Ему казалось, что все это уже было. Кое-что изменилось, но в основном все то же самое. Изменения: эта камера была даже еще меньше, чем его старая на «Калистре», пищу больше никто не приносил лично — она появлялась по пневматическому пищепроводу через открывающуюся дверцу. Сама пища стала хуже. Если раньше он получал то, что было дневным рационом на корабельном камбузе, то теперь он был вынужден смириться с лларанским сухим пайком, что, на его взгляд, было дьявольски жестокой пыткой, достойной примитивного животного мышления его тюремщиков. И ему не хватало его ежедневных походов в туалет — уборная была установлена прямо в чулане этого места, которое он теперь называл домом. Еще не хватало возможности пугать до потери пульса таких простаков, как Свитта.

Он все еще вел свои односторонние разговоры с дедушкой, но больше для того, чтобы не бросать это дело, чем для того, чтобы обмануть возможных шпиков. Что шпики были, он знал почти наверняка, как если бы они сидели с ним в одной комнате. Это страшно раздражало его, когда он был вынужден отдавать дань природе. Мысль о компании дубоголовых, подсматривающих за ним через скрытые камеры и отпускающих шуточки о чужой анатомии, вызывала у него только злость.

Освещение в камере всегда оставалось тусклым, и чувство времени покинуло его еще быстрее, чем на «Калистре». Только регулярно появляющиеся упаковки сухого пайка показывали, что он не замурован и не забыт, — только это и еще ощущение подсматривающих глаз. Однажды он начал оставлять пустые бумажные коробки из-под еды, вместо того чтобы отсылать их назад. Он аккуратно складывал их в подобие пирамиды, как ребенок кубики, в центре камеры.
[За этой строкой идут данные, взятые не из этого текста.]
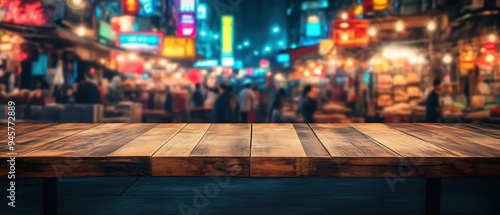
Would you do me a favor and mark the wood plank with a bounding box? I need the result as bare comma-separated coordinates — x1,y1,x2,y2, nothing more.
390,124,500,157
350,124,457,161
311,124,400,158
460,124,500,139
0,123,99,157
107,124,186,157
153,124,211,158
26,123,155,157
250,124,309,177
152,124,251,176
190,124,251,158
293,124,330,158
421,124,500,151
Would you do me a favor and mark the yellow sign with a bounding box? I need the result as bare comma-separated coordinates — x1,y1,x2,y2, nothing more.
222,16,234,54
162,37,196,58
373,0,389,11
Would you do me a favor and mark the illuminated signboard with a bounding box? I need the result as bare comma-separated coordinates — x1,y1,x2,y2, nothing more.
139,0,156,16
221,15,234,57
122,0,139,15
0,0,49,26
179,0,196,12
333,20,368,47
162,37,196,58
177,0,197,38
194,60,219,68
116,32,163,52
197,3,207,20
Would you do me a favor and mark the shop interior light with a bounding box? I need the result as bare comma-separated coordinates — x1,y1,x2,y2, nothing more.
443,54,453,64
368,26,377,37
116,55,125,62
128,53,137,60
427,21,436,32
75,26,87,37
488,34,497,42
485,54,495,63
340,12,349,20
396,20,405,32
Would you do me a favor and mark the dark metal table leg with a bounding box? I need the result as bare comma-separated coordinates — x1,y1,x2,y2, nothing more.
43,178,57,215
425,178,441,215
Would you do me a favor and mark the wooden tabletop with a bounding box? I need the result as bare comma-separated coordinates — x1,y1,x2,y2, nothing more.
0,123,500,178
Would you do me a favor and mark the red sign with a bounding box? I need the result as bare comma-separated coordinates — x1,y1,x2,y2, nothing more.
333,20,368,47
123,0,139,15
0,0,47,26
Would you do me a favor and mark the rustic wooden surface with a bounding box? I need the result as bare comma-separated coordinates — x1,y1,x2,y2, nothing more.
0,123,500,179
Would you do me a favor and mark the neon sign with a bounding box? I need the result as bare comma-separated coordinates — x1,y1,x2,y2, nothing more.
123,0,139,15
139,0,155,16
116,32,163,52
0,0,47,26
180,0,196,12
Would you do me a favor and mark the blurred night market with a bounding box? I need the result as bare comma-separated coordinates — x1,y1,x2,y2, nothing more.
0,0,500,123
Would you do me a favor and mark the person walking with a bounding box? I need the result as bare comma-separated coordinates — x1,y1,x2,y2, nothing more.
213,84,233,123
238,80,256,123
301,85,318,123
425,79,441,123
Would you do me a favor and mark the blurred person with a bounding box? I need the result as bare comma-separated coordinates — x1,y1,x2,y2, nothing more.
165,86,174,113
269,89,286,123
192,84,205,107
73,75,102,104
425,79,441,123
213,84,233,123
300,87,319,123
238,80,255,123
205,89,219,109
295,85,312,116
107,75,125,104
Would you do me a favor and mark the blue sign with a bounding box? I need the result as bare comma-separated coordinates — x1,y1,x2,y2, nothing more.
117,32,163,51
139,0,156,16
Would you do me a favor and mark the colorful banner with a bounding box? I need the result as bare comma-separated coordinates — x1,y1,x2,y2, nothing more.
162,37,196,59
116,32,163,52
0,0,51,26
333,20,368,47
177,0,197,38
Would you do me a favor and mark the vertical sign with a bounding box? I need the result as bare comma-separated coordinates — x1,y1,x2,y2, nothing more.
123,0,139,15
177,0,197,38
221,15,234,66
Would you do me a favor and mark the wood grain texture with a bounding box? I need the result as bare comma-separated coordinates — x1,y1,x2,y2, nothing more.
153,124,211,158
26,123,154,157
254,124,317,177
350,124,457,158
311,124,400,158
0,123,99,157
107,124,186,157
421,124,500,151
390,124,500,157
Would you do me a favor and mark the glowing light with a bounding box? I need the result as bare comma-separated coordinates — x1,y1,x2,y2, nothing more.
443,54,453,64
368,26,377,37
427,21,436,31
485,54,495,63
396,20,405,32
160,60,167,66
488,34,497,42
128,53,137,60
116,55,125,62
340,12,349,20
75,26,87,37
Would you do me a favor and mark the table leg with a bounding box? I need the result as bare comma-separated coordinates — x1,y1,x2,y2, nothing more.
43,178,57,215
425,178,441,215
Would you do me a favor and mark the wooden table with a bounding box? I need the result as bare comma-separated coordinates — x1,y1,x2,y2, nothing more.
0,123,500,214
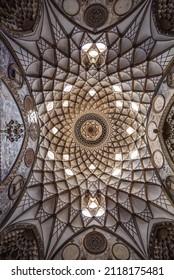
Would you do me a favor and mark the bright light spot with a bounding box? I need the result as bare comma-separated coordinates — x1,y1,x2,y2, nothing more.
89,164,96,170
89,49,98,57
115,100,123,108
82,43,92,52
89,199,98,209
51,127,58,134
47,151,54,160
62,100,69,107
131,102,139,112
115,154,122,160
112,85,122,92
63,84,73,92
112,168,121,176
126,126,135,135
65,168,74,176
130,150,138,159
89,88,96,96
63,154,69,161
46,101,54,112
96,43,107,52
96,207,105,217
82,208,92,218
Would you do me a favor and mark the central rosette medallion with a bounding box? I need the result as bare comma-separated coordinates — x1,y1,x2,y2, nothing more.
74,113,109,148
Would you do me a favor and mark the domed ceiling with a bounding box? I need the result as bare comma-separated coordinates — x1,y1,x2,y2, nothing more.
0,0,174,259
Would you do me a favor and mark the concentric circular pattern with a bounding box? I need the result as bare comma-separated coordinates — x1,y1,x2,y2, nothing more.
74,113,109,148
83,231,107,254
84,4,108,28
0,225,42,260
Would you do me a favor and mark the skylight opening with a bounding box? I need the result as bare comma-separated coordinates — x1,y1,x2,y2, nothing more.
46,101,54,112
115,100,123,108
130,150,138,159
47,151,55,160
82,208,92,218
82,43,93,52
95,207,105,217
63,84,73,92
63,154,69,161
112,168,121,177
112,85,122,92
131,102,139,112
126,126,135,135
89,164,96,170
62,100,69,107
65,168,74,176
88,49,99,58
115,154,122,161
96,43,107,53
51,127,58,134
89,88,96,96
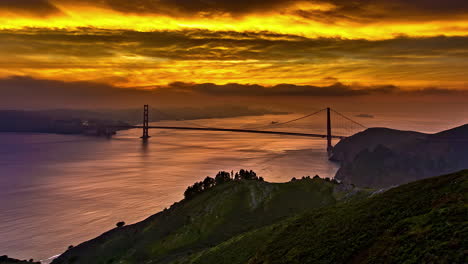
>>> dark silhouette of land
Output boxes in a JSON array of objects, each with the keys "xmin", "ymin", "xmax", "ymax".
[{"xmin": 331, "ymin": 124, "xmax": 468, "ymax": 188}]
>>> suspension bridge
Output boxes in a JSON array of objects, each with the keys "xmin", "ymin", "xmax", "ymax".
[{"xmin": 111, "ymin": 105, "xmax": 367, "ymax": 154}]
Реакции не было, пока число коробок не достигло двадцати и он не смог стоять на них, переполненный чувством гордости, со скрещенными руками, спрашивая дедушку, хорошо ли он сложил их и не перенесется ли он сейчас отсюда…

Было приятно снова увидеть лица, даже оранжевые, хотя и они были видны только мельком, да и то искажены злобой. Не было ни слова с их стороны; они просто конфисковали коробки из-под еды, пока он стоял под дулами ружей, а потом ушли, захлопнув дверь за собой. Мартак Сарно, может, и не верил в духов, но он решил не давать им никаких шансов.

После этого некоторое время все казалось более сносным. То, что он может играть на их нервах даже в его теперешнем состоянии, неизмеримо согревало сердце — это, да еще воспоминание о ясном холодном дне в Джорджии, смертоносном ружье и мрачном голосе: «Ливар не пьян. Он говорит чистую правду».

Где-то, как-то, кто-то еще избежал воздействия Пыли и использовал этот иммунитет на полную катушку. Он убил гораздо больше солдат, чем Донован, но Донован был далек от зависти. Это давало ему больше власти.

То, что кто-то останется на свободе и будет раздражать захватчиков, да еще уцепится за его собственную сказочку о кровожадном духе, было больше, чем он мог когда-нибудь надеяться в своих самых радужных мечтах. Все было замечательно, кроме того, что его мало устраивало почивать на лаврах, пока другой получает все удовольствие.

К сожалению, никто, по-видимому, не интересовался, что его устраивает, а что — нет. Вряд ли его тюремщики мучились мыслями об этом. Один раз ему удалось использовать дедушку, но события ускользнули прямо из-под его носа — если только он когда-нибудь держал их в руках. Теперь дело заварилось где-то там, между этим самозваным Дедышком и всеми теми силами, которые Мартак Сарно сможет собрать, чтобы бросить против него.

Все это от него не зависело, но хоть сигаретку неплохо было бы иметь, дожидаясь результата. Ее, конечно, у него тоже не было. Донован взбил подушку, улегся и беспокойно заворочался на сбитой постели.

Все это вторжение, похоже, начало здорово тормозиться.